The sole remaining Verminlord faced the shaggoth from a distance. Even as her mind leaped with hope, she noted that it still held the same lightning-casting weapon. Her expression flattened as it pointed the barrel towards the shaggoth and let loose, to the evident glee of the dragon ogre, which spread its arms wide, exulting in the bath of rejuvenating energies. The Verminlord's reaction was merely to turn some sort of dial on the side of its weapon, which amplified the stream of lightning pouring from its nozzle. Does it not learn-realize? She wondered as the shaggoth began walking towards the daemon, teeth bared in a feral grin.

The matter became moot as the Verminlord's form suddenly flickered, its outline flowing and warping like a candleflame. It screeched something, but whatever it intended to say was distorted into a high-pitched squeal as the whole essence of the daemon distorted and morphed into one smooth stream of etheric energy that flowed into an indistinct figure behind it. As the skaven drank in the essence of the daemon, it began glowing a brilliant electric green, casting sillhouettes of itself all over the surroundings. When she spotted the long horns atop its head, Paskrit grinned. It was about time the Seerlord put himself to work.

The dragon ogre chuckled, its voice deep and resonant, crackling and crumbling. "More vermin," it spoke in a voice tinged with lightning. "Good. Rat taste is never tiring. More is good." It hefted its axe and continued to approach Kritislik's glowing figure at a slow, measured pace. The Seerlord replied quietly, and Paskrit had to strain to hear his reply, but his words carried themselves unnaturally far.

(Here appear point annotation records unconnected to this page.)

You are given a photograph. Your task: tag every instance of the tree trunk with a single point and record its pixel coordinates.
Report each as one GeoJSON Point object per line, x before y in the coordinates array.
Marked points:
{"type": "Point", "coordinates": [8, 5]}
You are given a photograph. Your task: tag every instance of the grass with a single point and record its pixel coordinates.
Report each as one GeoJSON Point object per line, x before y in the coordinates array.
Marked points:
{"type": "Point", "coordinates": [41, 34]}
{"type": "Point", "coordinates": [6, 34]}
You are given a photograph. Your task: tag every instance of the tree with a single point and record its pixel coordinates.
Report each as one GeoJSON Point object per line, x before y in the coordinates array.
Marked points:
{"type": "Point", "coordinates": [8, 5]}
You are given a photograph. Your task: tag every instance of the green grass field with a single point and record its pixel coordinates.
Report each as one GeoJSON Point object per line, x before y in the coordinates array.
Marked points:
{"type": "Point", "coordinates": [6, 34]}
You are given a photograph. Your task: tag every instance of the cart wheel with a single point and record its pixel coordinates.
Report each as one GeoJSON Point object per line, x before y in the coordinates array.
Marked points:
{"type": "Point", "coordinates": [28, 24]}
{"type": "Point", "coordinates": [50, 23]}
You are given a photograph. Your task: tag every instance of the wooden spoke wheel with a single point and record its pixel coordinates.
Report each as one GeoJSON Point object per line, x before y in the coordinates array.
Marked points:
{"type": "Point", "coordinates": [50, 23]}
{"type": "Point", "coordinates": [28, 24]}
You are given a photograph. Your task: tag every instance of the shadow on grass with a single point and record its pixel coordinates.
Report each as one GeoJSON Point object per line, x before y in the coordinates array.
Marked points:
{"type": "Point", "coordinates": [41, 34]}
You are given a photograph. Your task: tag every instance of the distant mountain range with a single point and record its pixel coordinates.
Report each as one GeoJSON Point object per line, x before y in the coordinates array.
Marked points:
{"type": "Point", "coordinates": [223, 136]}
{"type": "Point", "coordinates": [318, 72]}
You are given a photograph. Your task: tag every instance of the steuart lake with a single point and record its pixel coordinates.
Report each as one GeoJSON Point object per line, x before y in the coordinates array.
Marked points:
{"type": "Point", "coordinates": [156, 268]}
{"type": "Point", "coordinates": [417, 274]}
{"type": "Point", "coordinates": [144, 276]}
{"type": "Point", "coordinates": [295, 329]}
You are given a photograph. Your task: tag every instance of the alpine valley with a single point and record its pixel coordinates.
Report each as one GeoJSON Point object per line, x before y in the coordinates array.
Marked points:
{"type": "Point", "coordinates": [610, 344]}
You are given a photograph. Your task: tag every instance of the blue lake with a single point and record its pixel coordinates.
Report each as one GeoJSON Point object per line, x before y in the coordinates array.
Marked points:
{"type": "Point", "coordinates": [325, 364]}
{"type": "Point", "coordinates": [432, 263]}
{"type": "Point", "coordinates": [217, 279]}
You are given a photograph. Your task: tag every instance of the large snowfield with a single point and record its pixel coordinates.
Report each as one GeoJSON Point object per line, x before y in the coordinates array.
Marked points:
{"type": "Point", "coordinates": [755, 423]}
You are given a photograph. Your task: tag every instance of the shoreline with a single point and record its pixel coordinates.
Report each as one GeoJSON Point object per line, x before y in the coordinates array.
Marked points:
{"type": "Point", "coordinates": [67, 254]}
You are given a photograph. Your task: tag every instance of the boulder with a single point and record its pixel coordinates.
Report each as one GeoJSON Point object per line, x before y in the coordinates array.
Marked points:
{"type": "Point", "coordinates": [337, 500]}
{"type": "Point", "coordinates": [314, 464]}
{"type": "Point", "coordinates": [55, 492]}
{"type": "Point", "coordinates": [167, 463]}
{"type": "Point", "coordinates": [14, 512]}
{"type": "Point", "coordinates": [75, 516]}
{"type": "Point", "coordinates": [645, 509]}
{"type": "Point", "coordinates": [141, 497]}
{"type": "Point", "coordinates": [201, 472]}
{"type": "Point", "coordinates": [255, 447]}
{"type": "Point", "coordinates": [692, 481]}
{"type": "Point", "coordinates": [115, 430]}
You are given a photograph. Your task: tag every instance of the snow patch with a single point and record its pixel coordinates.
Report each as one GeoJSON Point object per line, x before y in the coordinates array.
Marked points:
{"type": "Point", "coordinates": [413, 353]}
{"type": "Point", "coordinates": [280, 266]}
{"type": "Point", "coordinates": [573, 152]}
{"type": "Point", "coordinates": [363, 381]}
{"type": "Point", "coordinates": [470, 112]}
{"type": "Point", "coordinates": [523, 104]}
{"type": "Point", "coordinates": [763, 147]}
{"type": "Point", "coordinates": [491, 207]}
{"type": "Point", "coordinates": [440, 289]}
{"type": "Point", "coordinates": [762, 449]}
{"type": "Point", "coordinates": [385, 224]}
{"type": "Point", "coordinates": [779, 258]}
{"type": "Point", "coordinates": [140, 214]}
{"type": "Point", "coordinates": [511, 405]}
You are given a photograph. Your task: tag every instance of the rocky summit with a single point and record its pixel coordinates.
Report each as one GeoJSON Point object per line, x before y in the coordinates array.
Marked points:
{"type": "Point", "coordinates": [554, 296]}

"As you wish, scalehorsething."

Rats began to boil up from the ground at his words, sleek bodies oozing up from crevices in the rock too small to hold anything, multiplying from any shadow in the vicinity, slipping out of the very air with bright, hungry eyes. A carpet of rodentflesh rose from the world, silently rushing towards the shaggoth. Within seconds they had materialized in such numbers as to reach the ankles of the ancient dragon ogre, and the sound of chewing echoed up from where he stood in the flood of rats. It bellowed, more in shock than pain, and began to stomp down at the endless tide of rodents. Many were crushed beneath its hooves, but for each crushed there seemed to be a hundred slipping out of the crevices between the other rodents. They were climbing the shaggoth's legs now, an oozing pool of fur slowly crawling up its scaled flesh. Blood began to spurt up from where thousands of pairs of teeth tore their way into immortal flesh, and the shaggoth howled in agony. It smote the vermin with enough electrical power to set an entire forest aflame, but they smothered it with their bodies. They were voracious, chewing their way into its flesh through weak spots in the creases of its legs, devouring all they touched. Soon the shaggoth could not stand anymore for lack of feet, and fell into the seething tide of vermin. The thrashing stopped eventually, and when the seemingly endless sea of rats retreated back into the crevices and shadows of the world, there were only a few drops of blood left to mark the death of the ancient monster.

-----​

Afterwards, Paskrit had an extensive talk with the Seerlord about what exactly had caused the Verminlords to behave as they had, and of the odd resemblance of their weaponry to some Skyre experimental designs. This did not bear much fruit, for while Kritislik had been studying the Horned Rat's theology for his entire life and knew that the variety of his servants was manifold, he had never encountered this particular variety of Verminlord. Regardless, he was eager to look into the matter when time permitted.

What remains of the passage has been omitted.